Dinner last night is not pictured because I inhaled it. I had 3 egg whites and 1 fried egg on whole wheat toast with organic ketchup, and another piece of whole wheat toast with goat cheese & honey. So simple but so good. Unfortunately even though my endorphins were high, I gave in a bit to the stress I had had that day and ended up eating a few whole wheat wraps with peanut butter, bananas and honey plus a small oatmeal cookie from Trader Joe’s. Nothing crazy, but not needed because it was eaten after dinner when I wasn’t hungry. First time in a week giving in to stress eating though, so I’m making progress!
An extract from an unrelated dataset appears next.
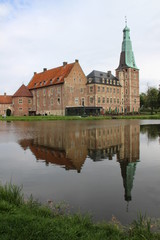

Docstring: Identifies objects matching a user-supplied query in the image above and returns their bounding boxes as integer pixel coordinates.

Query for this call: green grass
[0,183,160,240]
[0,113,160,121]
Today I overslept thanks to my late night workout (I was up most of the night unable to sleep, I have to get readjusted to night-time workouts!) so I thought I’d make today my rest day. Turns out, my legs wanted to run 2.08 miles on my lunch break so I let them have what they wanted. 9:36 pace in a winter fashion coat because I was just anticipating to walk? I’ll take it. Sorry that my cute coat is now a little sweaty inside though…

Tonight is consisting of Caitlin, Erica and I taking on NYC. We are eating dinner at Angelica’s Kitchen and bringing a few bottles of wine because they are a BYOB! I love that concept. We are planning to get pretty wasted and celebrate my new job, Erica’s boyfriend coming home from Alaska SO soon, and Caitlin’s general fabulous-ness and her trip to Germany next week. I have 4-5 miles to run tomorrow if the hangover isn’t so bad, but I’m not holding myself to it. Tonight is about being 23, living in NYC, and pretending like booze is water. Once in awhile, this is needed.

Are you a spinner? What is your favorite thing about spinning?